At 67.8 miles we had our 2nd SAG at a fire station in Avon. On arrival I got a picture of Irma by a bell that sat outside the station. To be honest I never eve looked why there was a bell there so I cant tell you either – sorry! Usual SAG story of quick chat while eating some fruit and some other goodies, filled both bottles with fluid and headed off again onto the road. The route said, ‘out of SAG ride 23 miles’. Again it was another up and down haul along SR 20E.



It is funny now that as we have been travelling along roads for so long now we all seem to take less photos the further we go. I am not sure if that is tiredness, we need something quite different to spark our interest, or that we have seen that much that we have stopped seeing interesting things anymore. Thinking this I decided I needed to take some pictures for this blog so here is what happened.

First I rode through a town called Lima.



Then I saw this sign which I thought slightly odd in New York State and am no wiser now as to why it was there. I don’t think there are kangaroos in NY state.




Next I saw a big tree which you might ignore most days of the week. When you actually look at it close up it is quite impressive, standing out in the middle of nowhere.



How about a view across a colourful field, with hills and mountains in the distance.



And finally we are back to my old mate, Mater from Cars, who seems to appear every now and then along this journey.
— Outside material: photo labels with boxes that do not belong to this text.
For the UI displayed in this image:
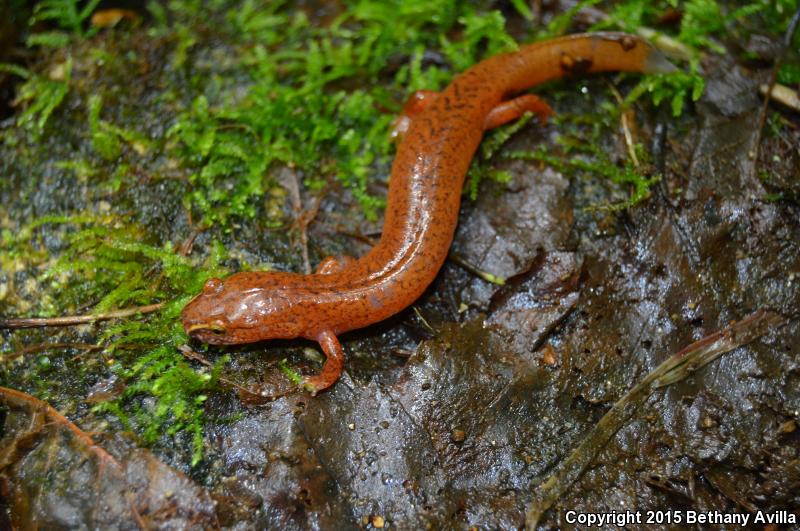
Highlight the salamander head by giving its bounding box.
[181,273,303,345]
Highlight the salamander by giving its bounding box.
[181,33,675,394]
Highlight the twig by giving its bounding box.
[0,387,149,529]
[748,5,800,162]
[526,309,786,529]
[609,84,639,168]
[0,302,164,328]
[0,387,119,465]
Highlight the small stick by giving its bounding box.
[526,309,787,529]
[748,9,800,161]
[0,302,164,329]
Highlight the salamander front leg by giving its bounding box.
[317,255,356,275]
[392,90,439,140]
[303,330,344,396]
[483,94,555,131]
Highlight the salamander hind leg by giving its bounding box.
[317,255,356,275]
[392,90,439,140]
[483,94,555,131]
[302,330,344,396]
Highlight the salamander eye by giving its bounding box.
[203,278,222,295]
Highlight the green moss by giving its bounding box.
[0,57,72,138]
[0,0,792,470]
[3,215,228,464]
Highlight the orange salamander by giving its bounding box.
[181,33,675,393]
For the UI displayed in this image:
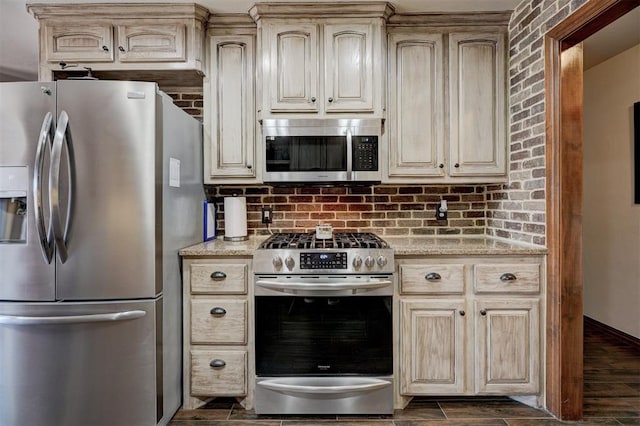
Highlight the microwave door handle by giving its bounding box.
[49,111,75,263]
[33,112,54,263]
[347,129,353,181]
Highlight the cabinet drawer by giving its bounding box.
[474,264,540,293]
[191,263,247,294]
[400,264,464,294]
[191,299,247,344]
[191,348,247,396]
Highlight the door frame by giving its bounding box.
[545,0,640,420]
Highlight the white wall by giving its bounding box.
[584,44,640,338]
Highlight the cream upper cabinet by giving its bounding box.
[249,3,393,119]
[449,33,506,176]
[204,30,260,183]
[264,24,320,112]
[387,32,445,180]
[383,16,507,183]
[41,23,115,62]
[27,3,209,80]
[116,21,187,62]
[324,24,379,112]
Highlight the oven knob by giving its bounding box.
[284,256,296,270]
[272,256,282,269]
[364,256,376,268]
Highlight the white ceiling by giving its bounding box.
[0,0,640,81]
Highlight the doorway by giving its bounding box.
[545,0,640,420]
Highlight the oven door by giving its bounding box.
[255,296,393,377]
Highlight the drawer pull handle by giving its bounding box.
[211,271,227,281]
[209,359,227,368]
[500,272,518,282]
[209,306,227,317]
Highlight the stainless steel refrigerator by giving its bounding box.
[0,80,204,426]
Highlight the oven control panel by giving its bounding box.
[300,252,348,269]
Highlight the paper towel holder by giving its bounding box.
[223,193,249,242]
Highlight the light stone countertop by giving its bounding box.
[180,235,547,256]
[382,235,547,256]
[179,235,269,256]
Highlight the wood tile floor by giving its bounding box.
[170,322,640,426]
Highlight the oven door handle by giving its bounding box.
[256,280,393,292]
[258,379,391,395]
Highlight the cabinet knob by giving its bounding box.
[211,271,227,281]
[209,306,227,317]
[209,359,227,368]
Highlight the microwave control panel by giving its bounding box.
[352,136,378,172]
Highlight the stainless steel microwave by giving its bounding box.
[262,119,382,184]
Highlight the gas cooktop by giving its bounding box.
[259,232,389,249]
[253,232,393,274]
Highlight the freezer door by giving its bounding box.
[0,299,162,426]
[51,80,162,300]
[0,82,56,301]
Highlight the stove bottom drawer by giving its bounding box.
[255,376,393,414]
[191,348,247,396]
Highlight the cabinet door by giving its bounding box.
[388,34,445,178]
[449,33,506,176]
[324,24,374,112]
[400,299,465,395]
[205,35,256,183]
[474,298,540,395]
[117,24,187,62]
[266,24,320,112]
[44,24,114,62]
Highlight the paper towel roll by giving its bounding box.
[224,197,248,241]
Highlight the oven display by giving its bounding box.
[300,252,347,269]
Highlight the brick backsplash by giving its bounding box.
[206,185,486,236]
[160,86,204,121]
[486,0,586,245]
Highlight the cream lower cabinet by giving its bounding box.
[396,256,544,408]
[183,257,253,409]
[400,299,467,395]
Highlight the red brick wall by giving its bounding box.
[206,185,486,236]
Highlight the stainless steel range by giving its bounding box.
[253,233,394,414]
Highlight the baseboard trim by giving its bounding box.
[584,316,640,351]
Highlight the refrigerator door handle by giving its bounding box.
[49,111,75,263]
[33,112,54,263]
[0,310,147,325]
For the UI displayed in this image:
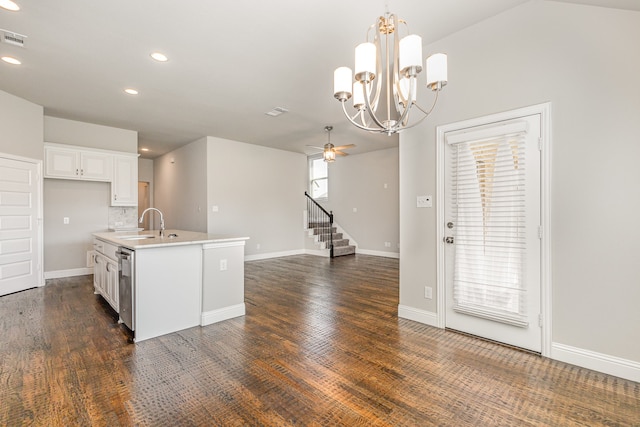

Eventually Irma and me arrived in town and before going to the hotel we headed off to find a bike shop to buy one last tube of Chamois cream to get me to Boston comfortably. I stopped at one shop only to find they only sold high end bikes and no supplies. We chatted a little as they asked the usual questions. After the usual conversation, they pointed me across the road to another bike shop that sold all the supplies and normal road bikes. When I walked in and asked for the cream, the assistant asked if I was with the group going to Boston. Obviously others had been in before me. A customer overheard the conversation and wanted to know what we were doing, and so I repeated the, ‘LA to Boston’ story for him.


After getting to the hotel I had to wash Irma down again. If we get any sort of rain or wet roads we have to wash the bikes because the dirt, sand and debris splashes onto the bike and builds up. It has to be done but is usually the last thing you want to do getting off your bike after riding 90+ miles. Ah well, Irma looks very clean and ready for another ride out tomorrow.


A hundred miles closer to Boston and the big adventure is approaching its end. Today could be seen as a long boring ride up and down the hills along route 20 east. Consistently, I have found  it is way more than what it appears. It was another test of determination to persist to the end of a ride that will add up to a much bigger ride when this is all over. It also introduced me to a fellow cyclist with his own battles and reasons to be out on the road pushing himself along. Whether you ride to feel alive, get fit, take your mind off cancer, drugs or drink, cycling is a great way to push yourself physically and mentally for a while on your own. Finally if you don’t close your eyes to what is actually around you, you may actually see the beautiful in the ordinary, like a really nice tree, a fun rusty old truck or a colourful field, as you journey through life’s roads.


As usual when you actual sit back and think about it, today was another good day in the end.